The five boys pretended to be hardly able to believe their eyes. They threw up their hands, and stared hard at the apparition.
"Why, sure, I believe it's our long lost chum, Bumpus!" gasped Giraffe.
"Mebbe it's his ghost come back to haunt us the rest o' out lives. Mebbe we better knock him on the head; they say that's the only sure way to settle spooks," and as Step Hen said this terrible thing, he started to pick up the long-handled boat book.

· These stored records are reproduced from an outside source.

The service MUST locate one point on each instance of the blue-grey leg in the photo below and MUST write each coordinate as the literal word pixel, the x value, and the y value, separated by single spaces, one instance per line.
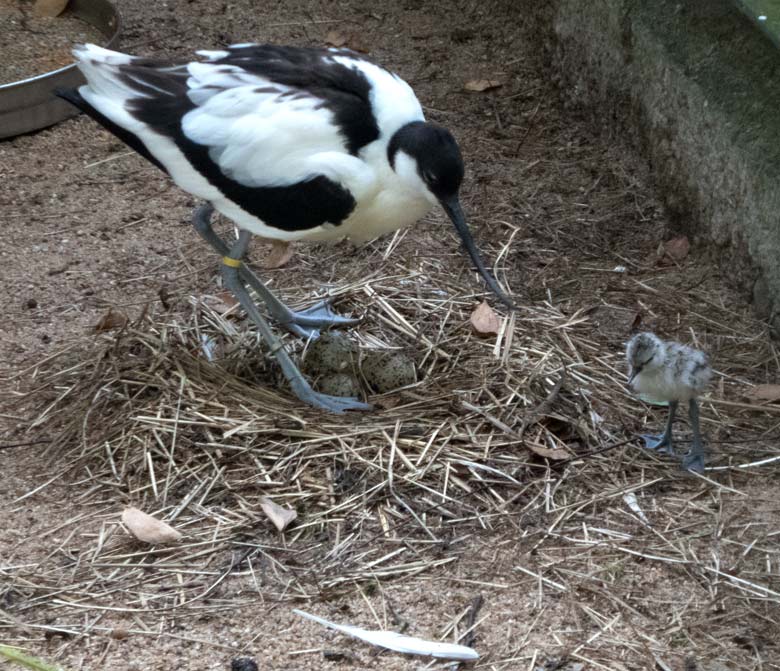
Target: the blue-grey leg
pixel 694 459
pixel 231 266
pixel 663 442
pixel 304 323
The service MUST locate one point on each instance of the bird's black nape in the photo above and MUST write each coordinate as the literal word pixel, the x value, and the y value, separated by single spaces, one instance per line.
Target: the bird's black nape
pixel 440 166
pixel 437 155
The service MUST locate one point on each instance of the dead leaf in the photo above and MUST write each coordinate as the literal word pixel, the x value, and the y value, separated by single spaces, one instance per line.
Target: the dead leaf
pixel 335 39
pixel 165 297
pixel 547 453
pixel 281 517
pixel 480 85
pixel 764 393
pixel 147 528
pixel 281 252
pixel 484 320
pixel 49 7
pixel 111 320
pixel 677 248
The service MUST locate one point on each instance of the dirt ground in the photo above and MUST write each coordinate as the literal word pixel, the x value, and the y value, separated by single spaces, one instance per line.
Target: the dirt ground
pixel 90 226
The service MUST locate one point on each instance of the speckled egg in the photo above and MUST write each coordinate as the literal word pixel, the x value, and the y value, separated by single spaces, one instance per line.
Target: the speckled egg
pixel 385 371
pixel 339 384
pixel 330 353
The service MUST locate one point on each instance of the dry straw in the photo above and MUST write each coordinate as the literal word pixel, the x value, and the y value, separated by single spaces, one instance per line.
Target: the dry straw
pixel 525 437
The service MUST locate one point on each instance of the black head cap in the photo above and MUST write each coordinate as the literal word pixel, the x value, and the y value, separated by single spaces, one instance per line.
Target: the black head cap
pixel 437 154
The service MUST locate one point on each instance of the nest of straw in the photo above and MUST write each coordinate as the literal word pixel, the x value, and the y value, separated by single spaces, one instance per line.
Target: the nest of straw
pixel 527 435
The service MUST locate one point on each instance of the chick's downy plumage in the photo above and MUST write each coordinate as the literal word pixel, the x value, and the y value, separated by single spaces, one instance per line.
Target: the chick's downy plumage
pixel 666 370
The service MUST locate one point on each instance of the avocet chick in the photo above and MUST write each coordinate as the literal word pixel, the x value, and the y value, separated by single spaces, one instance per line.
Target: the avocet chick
pixel 669 371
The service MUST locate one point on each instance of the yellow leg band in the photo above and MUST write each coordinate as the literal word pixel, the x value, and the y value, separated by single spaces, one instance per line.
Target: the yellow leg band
pixel 233 263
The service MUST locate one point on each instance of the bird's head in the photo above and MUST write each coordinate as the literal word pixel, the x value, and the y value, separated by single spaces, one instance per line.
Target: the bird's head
pixel 427 158
pixel 644 352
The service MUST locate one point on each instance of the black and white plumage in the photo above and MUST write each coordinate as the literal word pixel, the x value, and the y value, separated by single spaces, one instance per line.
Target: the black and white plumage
pixel 289 143
pixel 672 372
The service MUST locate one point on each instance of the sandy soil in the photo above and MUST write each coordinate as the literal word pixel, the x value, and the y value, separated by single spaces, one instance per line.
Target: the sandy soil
pixel 88 226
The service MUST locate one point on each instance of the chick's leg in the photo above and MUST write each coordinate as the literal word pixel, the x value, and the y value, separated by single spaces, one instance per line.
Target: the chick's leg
pixel 694 459
pixel 663 442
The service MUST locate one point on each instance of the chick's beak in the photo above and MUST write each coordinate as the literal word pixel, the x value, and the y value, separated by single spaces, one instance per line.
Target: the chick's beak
pixel 455 213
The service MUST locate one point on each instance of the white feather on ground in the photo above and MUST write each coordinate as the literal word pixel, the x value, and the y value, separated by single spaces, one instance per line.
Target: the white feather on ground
pixel 399 642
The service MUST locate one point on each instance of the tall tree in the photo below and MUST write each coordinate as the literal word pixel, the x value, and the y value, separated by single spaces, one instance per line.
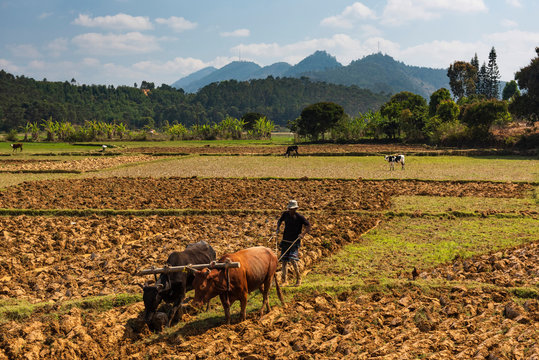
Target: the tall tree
pixel 482 80
pixel 527 104
pixel 436 98
pixel 462 78
pixel 475 63
pixel 493 76
pixel 317 118
pixel 510 89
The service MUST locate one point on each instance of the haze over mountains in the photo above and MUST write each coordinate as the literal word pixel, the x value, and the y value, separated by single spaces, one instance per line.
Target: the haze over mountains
pixel 376 72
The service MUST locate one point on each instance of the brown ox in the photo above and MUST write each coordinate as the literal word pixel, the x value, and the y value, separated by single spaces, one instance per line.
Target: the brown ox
pixel 257 268
pixel 16 146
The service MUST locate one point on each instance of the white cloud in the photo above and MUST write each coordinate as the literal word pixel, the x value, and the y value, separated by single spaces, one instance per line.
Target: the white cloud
pixel 509 23
pixel 236 33
pixel 176 67
pixel 57 47
pixel 369 31
pixel 515 3
pixel 45 15
pixel 350 16
pixel 177 23
pixel 8 66
pixel 116 44
pixel 440 54
pixel 115 22
pixel 25 51
pixel 398 12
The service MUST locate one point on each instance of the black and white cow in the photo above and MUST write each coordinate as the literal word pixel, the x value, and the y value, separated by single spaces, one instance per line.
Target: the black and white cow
pixel 290 150
pixel 393 159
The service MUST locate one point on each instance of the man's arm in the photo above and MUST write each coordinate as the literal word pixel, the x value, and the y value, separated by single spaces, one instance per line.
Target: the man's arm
pixel 278 226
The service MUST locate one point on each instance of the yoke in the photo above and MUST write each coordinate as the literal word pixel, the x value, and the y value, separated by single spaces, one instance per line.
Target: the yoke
pixel 173 269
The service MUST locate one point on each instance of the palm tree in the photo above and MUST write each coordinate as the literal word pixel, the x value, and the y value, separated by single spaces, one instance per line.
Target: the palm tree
pixel 51 127
pixel 26 129
pixel 34 129
pixel 121 130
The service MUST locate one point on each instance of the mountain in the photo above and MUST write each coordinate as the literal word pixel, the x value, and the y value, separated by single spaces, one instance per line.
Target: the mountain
pixel 275 70
pixel 193 77
pixel 376 72
pixel 243 70
pixel 236 70
pixel 319 61
pixel 382 73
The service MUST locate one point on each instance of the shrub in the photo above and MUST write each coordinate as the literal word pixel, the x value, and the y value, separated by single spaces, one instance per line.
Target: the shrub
pixel 12 135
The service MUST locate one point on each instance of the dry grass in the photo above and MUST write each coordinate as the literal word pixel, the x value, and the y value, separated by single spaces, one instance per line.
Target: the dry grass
pixel 368 167
pixel 439 204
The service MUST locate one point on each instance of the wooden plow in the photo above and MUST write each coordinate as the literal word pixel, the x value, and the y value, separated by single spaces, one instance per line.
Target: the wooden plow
pixel 173 269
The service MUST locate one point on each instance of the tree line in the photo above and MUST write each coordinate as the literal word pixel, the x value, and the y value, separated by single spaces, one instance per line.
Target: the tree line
pixel 24 100
pixel 464 118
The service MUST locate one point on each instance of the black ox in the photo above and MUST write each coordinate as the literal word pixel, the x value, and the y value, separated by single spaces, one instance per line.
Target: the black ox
pixel 171 288
pixel 395 159
pixel 291 151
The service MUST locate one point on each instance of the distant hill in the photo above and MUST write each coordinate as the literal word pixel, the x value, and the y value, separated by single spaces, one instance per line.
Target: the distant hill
pixel 376 72
pixel 281 99
pixel 243 70
pixel 196 76
pixel 236 70
pixel 319 61
pixel 381 73
pixel 275 70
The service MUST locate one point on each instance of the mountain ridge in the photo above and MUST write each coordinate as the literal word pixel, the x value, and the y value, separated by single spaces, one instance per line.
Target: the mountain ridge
pixel 377 72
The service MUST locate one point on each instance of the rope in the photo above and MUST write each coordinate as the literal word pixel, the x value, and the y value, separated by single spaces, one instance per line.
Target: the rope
pixel 288 248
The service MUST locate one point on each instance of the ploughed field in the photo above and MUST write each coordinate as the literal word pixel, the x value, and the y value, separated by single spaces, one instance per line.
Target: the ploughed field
pixel 80 165
pixel 228 193
pixel 67 288
pixel 62 258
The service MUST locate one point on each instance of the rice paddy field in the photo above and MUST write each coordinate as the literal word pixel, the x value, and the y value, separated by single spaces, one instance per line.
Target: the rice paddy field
pixel 436 261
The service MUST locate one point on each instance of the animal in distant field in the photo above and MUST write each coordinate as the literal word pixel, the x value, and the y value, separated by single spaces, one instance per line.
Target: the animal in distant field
pixel 291 151
pixel 16 146
pixel 172 287
pixel 256 271
pixel 393 159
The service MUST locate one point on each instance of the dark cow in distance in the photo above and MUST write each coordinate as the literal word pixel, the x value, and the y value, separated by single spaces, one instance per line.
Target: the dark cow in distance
pixel 291 151
pixel 172 287
pixel 257 268
pixel 16 146
pixel 395 159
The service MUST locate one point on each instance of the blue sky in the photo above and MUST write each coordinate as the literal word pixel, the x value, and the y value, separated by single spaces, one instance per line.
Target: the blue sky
pixel 121 42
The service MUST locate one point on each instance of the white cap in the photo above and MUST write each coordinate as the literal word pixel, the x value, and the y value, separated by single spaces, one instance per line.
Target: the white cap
pixel 292 204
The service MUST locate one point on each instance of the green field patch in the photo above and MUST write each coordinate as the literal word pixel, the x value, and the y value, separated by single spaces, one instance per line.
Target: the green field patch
pixel 464 204
pixel 503 168
pixel 398 245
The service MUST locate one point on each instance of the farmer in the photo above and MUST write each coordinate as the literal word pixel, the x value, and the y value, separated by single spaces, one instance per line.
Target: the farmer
pixel 293 226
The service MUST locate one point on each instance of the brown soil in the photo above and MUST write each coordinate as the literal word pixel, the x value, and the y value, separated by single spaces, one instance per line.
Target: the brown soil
pixel 453 322
pixel 517 267
pixel 61 258
pixel 228 193
pixel 82 165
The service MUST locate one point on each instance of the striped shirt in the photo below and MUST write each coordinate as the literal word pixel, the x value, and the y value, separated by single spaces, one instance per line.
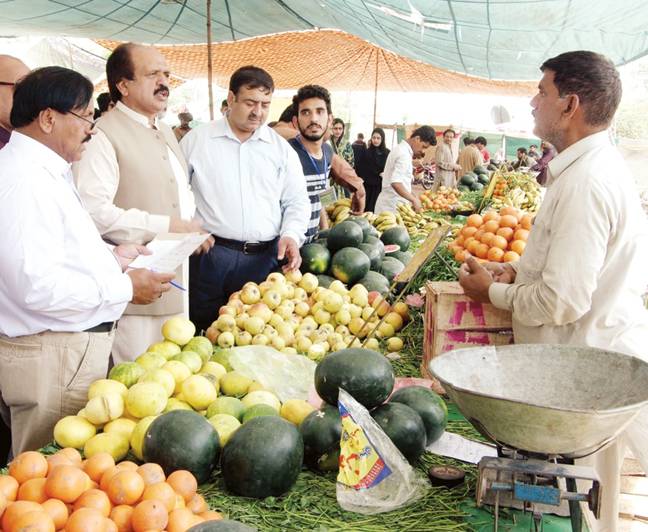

"No, you don't, Step Hen!" shrilled Bumpus, who was really frightened as long as he remained in the water, for he believed it must be a mile deep so far out from land. "You just put that pole down, and get hold of my arm here. I tell you I'm tired of being in soak so long, and I want to come aboard so's to get some dry duds on. Make 'em behave, Thad, can't you? I'm getting weak holding on here all this while; and pretty soon I'll have to let go. Then there will be a ghost, sure, to haunt this crowd. Ain't you coming to assist a fellow scout in distress?"
Realizing that the joke had gone far enough the scout-master himself sprang forward to give poor Bumpus the assistance he craved.
There was no lack of help after that, Step Hen even made use of the boat hook to take hold of some part of the wet scout's clothes; and with a mighty "heave-o!" they dragged him, puffing, and shedding gallons of water, on to the deck of the stalled power-boat. Here he lay for a minute or two "to drain," as Giraffe remarked, but soon feeling chilled, Bumpus began to hunt for his clothes-bag in order to get something dry to put on.
As he did not have a complete outfit for a change, the other fellows helped out; but while his soaked khaki suit was drying, hanging here and there so the sun could do the business, the fat scout presented a laughable appearance, since of course none of the things that had been so generously loaned him began to fit his stout figure.
However, since Bumpus was by nature a jolly chap, he quickly saw the humor of the thing. This was after he had become warmed up fairly well, when he could sit and watch those who were tinkering with the broken engine, and tell what his feelings were as he sprang so hurriedly over into the big lake.
It made him shiver, though, to look around at that sea of water, and realize what an exceedingly reckless boy he had been.